Un monument du théâtre anglais,
drôle mais surtout tendre

Shirley Valentine est un sommet d'humour.Mais c'est bien plus que cela, car ce spectacle parle de nous et nous donne un magnifique conseil: "Il n'est jamais trop tard pour réussir sa vie".


Tablier autour de la taille, Shirley nous accueille dans sa cuisine, en fin de journée. Comme chaque soir, elle prépare le repas de son homme. Et parle avec le mur. Elle parlerait bien avec son fils, sa fille ou son mari. Mais aucun n'est là. Les deux premiers ont grandi et ont quitté le nid familial. Quant au mari, il a oublié depuis longtemps les premières années joyeuses, la découverte de la maison de leur rêve, les séances de peinture agrémentées de fous rires...

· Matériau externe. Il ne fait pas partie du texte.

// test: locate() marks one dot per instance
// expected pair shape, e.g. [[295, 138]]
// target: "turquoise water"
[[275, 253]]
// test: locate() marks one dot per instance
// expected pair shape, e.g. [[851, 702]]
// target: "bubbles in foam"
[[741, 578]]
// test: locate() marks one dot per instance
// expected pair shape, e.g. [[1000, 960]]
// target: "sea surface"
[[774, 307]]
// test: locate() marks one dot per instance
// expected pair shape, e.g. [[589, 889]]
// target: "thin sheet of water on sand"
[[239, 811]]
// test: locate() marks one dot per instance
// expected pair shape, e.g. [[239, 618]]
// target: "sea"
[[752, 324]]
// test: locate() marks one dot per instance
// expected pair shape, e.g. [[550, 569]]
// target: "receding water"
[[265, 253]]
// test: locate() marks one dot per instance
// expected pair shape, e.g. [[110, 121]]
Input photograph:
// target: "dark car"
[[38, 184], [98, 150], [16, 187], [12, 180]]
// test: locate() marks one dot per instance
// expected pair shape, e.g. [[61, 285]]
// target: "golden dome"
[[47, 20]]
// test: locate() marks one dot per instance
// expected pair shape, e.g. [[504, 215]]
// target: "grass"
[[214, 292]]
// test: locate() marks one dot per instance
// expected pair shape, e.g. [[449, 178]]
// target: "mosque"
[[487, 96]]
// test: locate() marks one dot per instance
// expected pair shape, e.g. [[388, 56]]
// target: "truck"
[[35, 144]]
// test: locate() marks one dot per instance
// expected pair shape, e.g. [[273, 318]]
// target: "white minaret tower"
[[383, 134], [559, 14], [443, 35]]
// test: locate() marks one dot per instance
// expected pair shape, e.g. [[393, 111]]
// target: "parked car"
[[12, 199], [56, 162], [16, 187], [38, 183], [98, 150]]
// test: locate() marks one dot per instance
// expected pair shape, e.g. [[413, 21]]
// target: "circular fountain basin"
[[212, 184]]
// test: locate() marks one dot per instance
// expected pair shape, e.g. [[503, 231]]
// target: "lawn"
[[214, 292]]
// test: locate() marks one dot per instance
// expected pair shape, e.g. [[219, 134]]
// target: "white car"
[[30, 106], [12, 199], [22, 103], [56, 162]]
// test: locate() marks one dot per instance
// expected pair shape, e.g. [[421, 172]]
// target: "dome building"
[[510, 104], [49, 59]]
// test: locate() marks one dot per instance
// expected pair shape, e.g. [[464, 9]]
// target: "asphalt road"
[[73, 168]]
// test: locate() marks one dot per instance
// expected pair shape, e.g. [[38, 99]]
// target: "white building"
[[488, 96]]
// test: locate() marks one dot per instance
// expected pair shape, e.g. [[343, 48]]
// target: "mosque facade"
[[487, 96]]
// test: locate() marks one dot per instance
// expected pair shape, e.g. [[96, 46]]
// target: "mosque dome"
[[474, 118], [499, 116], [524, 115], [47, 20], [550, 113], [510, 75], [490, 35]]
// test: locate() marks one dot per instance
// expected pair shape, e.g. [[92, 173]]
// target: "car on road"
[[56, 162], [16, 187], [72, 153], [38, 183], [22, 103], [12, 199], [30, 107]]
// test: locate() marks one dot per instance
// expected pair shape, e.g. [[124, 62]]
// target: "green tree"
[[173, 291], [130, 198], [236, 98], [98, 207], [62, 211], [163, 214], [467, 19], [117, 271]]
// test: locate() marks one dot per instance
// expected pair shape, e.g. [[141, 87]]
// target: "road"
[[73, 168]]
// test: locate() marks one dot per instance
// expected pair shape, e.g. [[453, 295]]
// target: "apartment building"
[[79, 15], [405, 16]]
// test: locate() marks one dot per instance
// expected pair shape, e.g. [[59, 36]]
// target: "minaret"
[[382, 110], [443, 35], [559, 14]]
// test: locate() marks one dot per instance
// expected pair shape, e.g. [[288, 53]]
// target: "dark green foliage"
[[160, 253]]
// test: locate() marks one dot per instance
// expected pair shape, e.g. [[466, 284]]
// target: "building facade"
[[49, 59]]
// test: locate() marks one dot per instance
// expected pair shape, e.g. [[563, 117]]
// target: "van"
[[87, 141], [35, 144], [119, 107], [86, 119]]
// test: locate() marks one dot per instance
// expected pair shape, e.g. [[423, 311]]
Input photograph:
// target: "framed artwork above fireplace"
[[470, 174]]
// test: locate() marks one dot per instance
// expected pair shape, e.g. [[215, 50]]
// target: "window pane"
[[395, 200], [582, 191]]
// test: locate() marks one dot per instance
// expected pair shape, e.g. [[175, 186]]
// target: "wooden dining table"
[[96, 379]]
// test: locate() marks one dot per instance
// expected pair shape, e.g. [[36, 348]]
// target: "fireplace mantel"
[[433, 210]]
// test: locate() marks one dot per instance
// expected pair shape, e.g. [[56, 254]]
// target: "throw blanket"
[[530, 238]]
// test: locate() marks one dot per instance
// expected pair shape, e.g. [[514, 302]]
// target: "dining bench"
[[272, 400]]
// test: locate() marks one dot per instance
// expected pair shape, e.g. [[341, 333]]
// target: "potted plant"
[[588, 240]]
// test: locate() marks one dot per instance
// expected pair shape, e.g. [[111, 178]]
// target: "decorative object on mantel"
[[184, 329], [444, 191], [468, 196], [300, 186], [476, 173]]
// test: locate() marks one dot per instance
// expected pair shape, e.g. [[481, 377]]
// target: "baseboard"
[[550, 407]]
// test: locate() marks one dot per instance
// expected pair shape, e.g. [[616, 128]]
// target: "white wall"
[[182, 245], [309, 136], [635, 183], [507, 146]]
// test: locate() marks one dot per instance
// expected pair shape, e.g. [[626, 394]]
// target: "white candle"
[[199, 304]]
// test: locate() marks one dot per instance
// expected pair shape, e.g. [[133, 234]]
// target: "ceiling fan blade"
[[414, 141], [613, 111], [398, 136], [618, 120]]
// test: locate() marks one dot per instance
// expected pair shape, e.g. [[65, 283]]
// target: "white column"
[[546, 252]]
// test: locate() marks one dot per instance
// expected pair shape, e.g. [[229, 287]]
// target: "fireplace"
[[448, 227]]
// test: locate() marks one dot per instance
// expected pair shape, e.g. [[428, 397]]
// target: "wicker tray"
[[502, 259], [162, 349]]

Aujourd'hui, quand il rentre du boulot, c'est une bonniche plutôt qu'une épouse qu'il retrouve. Même s'il continue à affirmer qu'il l'aime. Alors Shirley parle avec le mur et s'enfile quelques verres de vin blanc. Pour tenir le coup, pour continuer à vivre tout en se demandant ce qui a bien pu se passer pour qu'elle en arrive là. Tant de rêves déçus, oubliés, à jamais irréalisables.
Mais aujourd'hui, tout en pelant les patates du dîner, Shirley recommence à rêver. Parce que sa meilleure amie vient de l'inviter à passer deux semaines en Grèce. Et sachant qu'elle trouverait des tas de "bonnes" raisons pour ne pas y aller, elle lui a fourré le billet d'avion dans les mains. Histoire de ne plus lui laisser le choix. Pourtant Shirley hésite. Parce qu'il y a les enfants. Parce qu'il y a son mari. Parce qu'ils ne comprendraient pas, n'accepteraient pas, ne s'en sortiraient pas sans elle... Mais peut-être aussi et surtout parce que ce saut dans l'inconnu lui fait peur...
Cette pièce de Willy Russel se joue depuis 1988 sur les scènes londoniennes sans jamais voir son succès diminuer. Dès 1988, elle était montée chez nous par Adrian Brine, dans une adaptation de Denyse Périez, jouée par Francine Blistin. En s'en emparant aujourd'hui, Martine Willequet (mise en scène) et Marie-Hélène Remacle (interprétation) démontrent qu'elle n'a rien perdu de sa justesse et de son actualité. Certes, quelques références sont un peu datées mais dans l'ensemble, c'est bien d'une histoire humaine éternellement répétée qu'il est question. Que faisons-nous de nos rêves d'enfance ? Qui devenons-nous au fil du temps qui passe ? Quel contrôle exerçons-nous sur notre propre existence ? Jusqu'à quel point les autres sont-ils responsables de nos échecs ? Et jusqu'à quel point pouvons-nous l'accepter au lieu de prendre les choses en main.
Mêlant constamment humour et émotion (Shirley Valentine est une solide mère de famille de Liverpool qui n'a pas sa langue en poche), le spectacle fait penser à un croisement entre Desperate housewives et les films de Ken Loach. Dans la mise en scène très sobre de Martine Willequet, et malgré quelques baisses de régime, Marie-Hélène Remacle donne à son personnage une énergie et une gouaille qui se fendillent régulièrement sous la pression de l'émotion.
Le texte de Willy Russel fait le reste avec ses expressions qui font mouche, son mélange de tendresse et de colère, de réalisme assumé et de revendication jamais bêtement revancharde. Si "Shirley Valentine" est une histoire de femme, c'est aussi et surtout une histoire humaine où chacun, homme ou femme, peut se retrouver, en espérant avoir le même courage que cette femme sans histoire décidant un jour de reprendre sa vie en main.